Le pilote a été étudié en partenariat avec Sinaptec, une société de recherche sous contrat de Villeneuve-d'Ascq, spécialiste des ultrasons. Créée en 1984 par Pascal Tierce, un ancien de l'Isen (Institut supérieur d'électronique du Nord), Sinaptec a utilisé des codes de calcul par éléments finis mis au point à l'institut pour optimiser la forme de la sonotrode, l'organe actif du système, qui se présente sous la forme d'une canne munie de plusieurs anneaux fixés à intervalles réguliers sur toute sa longueur. Ces anneaux assurent un transfert plus homogène de l'énergie vers le milieu réactionnel, alors qu'une simple " canne " a tendance à concentrer l'énergie à son extrémité. " Nos codes de calcul nous permettent de simuler les modes de vibration de la sonotrode et aussi d'étudier le couplage avec le fluide. Le rendement peut atteindre 90 à 95 %, alors que, dans un simple bac de nettoyage, il ne dépasse guère les 50 % ", explique Pascal Tierce. Malgré tout, la science de la sonochimie est encore empreinte d'un grand empirisme. De nombreux laboratoires travaillent sur ce domaine, aux Etats-Unis, au Japon, en Belgique et en France - à l'université de Savoie à Chambéry, à l'Ecole de génie chimique de Toulouse, à l'Ecole des mines d'Albi, etc. Mais on s'explique mal comment agissent les ultrasons, dont l'effet est parfois spectaculaire : certaines réactions sont accélérées d'un facteur de dix ! Cavitation, formation de points chauds... les scientifiques invoquent diverses théories. Faute de matériel adapté, les résultats des différents laboratoires sont difficilement comparables et reproductibles. C'est pour combler cette lacune qu'EdF et Sinaptec viennent de signer un accord de recherche. La PME apportera ses compétences en matière de conception de sonoréacteurs et l'établissement public se chargera d'étudier les paramètres physico-chimiques à prendre en compte dans les réactions sonochimiques.
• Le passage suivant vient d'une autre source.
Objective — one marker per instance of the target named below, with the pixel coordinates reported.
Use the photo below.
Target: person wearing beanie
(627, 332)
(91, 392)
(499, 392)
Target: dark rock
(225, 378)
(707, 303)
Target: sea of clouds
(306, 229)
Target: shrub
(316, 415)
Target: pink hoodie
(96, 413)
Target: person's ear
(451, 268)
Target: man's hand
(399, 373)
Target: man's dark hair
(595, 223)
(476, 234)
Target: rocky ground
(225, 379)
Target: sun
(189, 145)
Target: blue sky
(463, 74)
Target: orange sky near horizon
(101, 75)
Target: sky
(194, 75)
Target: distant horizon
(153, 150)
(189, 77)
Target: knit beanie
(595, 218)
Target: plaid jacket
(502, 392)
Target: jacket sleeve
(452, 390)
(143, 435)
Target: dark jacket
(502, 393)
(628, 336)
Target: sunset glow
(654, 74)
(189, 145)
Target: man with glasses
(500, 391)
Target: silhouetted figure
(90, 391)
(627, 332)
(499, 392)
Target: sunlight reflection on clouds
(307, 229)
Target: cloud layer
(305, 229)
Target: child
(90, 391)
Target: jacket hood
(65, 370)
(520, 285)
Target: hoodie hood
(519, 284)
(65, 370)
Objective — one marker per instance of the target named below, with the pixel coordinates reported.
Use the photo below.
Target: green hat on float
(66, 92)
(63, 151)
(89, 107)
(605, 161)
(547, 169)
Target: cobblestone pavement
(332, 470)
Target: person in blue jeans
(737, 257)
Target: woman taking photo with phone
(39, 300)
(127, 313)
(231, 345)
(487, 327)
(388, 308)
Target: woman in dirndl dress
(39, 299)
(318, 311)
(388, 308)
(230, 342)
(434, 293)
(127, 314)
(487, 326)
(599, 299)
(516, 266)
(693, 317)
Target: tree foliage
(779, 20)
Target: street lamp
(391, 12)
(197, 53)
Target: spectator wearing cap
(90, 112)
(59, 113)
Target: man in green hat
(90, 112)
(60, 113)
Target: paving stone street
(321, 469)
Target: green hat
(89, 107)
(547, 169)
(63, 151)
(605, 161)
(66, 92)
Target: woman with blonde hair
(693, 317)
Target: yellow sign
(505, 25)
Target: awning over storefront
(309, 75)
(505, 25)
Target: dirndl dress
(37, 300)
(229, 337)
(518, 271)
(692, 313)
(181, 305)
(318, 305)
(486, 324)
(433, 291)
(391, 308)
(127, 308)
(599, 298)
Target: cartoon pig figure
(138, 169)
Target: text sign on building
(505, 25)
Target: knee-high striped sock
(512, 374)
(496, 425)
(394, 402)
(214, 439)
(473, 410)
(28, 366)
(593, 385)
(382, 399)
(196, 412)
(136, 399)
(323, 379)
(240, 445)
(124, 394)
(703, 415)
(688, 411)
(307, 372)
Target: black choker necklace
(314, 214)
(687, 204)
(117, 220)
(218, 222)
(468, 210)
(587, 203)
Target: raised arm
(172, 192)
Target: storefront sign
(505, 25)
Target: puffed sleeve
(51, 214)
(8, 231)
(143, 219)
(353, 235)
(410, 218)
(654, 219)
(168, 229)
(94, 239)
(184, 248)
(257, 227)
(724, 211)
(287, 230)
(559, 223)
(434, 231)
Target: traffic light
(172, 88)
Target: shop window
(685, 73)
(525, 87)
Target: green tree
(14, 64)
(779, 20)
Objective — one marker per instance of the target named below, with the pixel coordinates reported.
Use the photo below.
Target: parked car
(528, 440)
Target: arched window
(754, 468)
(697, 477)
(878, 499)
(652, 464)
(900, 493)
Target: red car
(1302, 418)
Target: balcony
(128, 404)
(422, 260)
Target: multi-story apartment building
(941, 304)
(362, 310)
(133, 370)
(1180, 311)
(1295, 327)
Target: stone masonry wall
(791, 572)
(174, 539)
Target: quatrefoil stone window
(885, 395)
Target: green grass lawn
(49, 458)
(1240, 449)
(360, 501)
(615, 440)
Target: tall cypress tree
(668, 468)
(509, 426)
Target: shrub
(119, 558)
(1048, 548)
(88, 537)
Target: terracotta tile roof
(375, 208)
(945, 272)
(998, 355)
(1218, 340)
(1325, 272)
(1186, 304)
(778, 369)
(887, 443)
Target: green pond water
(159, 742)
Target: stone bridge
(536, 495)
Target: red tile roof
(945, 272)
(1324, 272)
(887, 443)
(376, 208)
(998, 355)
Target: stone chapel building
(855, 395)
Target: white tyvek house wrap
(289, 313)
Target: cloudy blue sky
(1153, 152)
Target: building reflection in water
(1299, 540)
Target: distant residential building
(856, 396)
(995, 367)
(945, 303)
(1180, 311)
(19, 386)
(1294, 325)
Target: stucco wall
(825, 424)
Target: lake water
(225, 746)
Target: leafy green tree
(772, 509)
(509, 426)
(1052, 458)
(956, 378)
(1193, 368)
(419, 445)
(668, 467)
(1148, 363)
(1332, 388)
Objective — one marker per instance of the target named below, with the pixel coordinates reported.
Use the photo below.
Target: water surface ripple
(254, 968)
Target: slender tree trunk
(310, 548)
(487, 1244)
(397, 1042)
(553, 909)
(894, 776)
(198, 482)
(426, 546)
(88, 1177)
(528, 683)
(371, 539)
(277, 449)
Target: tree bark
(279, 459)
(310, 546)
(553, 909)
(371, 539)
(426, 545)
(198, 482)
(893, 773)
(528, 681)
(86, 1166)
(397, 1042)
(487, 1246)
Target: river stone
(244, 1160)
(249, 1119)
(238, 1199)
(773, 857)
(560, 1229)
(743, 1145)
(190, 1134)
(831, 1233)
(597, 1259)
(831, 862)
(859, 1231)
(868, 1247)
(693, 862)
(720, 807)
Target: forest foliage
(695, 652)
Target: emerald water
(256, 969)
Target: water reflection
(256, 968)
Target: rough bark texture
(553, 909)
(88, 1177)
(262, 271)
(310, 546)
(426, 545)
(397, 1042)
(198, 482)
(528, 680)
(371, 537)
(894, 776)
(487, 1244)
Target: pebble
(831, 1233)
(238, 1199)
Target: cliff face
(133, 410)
Dans un premier temps, les études se feront en batch, sur un sonoréacteur de 2 à 3 litres.

Pierre Laperrousaz



Une PMI spécialiste des ultrasons
 

Après avoir beaucoup travaillé pour le militaire (sonar pour la marine, par exemple) Sinaptec, 12 personnes, 5,5 millions de francs de chiffre d'affaires, s'est diversifiée dans le secteur de l'industrie. " Nous avons recensé près de cinquante applications différentes des ultrasons ", relève Jean-Claude Maret, responsable du marketing. Cela va de l'aide au tamisage, au séchage, au décolmatage, à la nébulisation de liquide, en passant par l'extrusion des plastiques assistée par ordinateur. Dans certains cas, la PME se charge de gérer la fabrication, par des sous-traitants, de certains produits. C'est le cas, par exemple, des nébulisateurs d'aérosols à usage médical fabriqués pour DTF.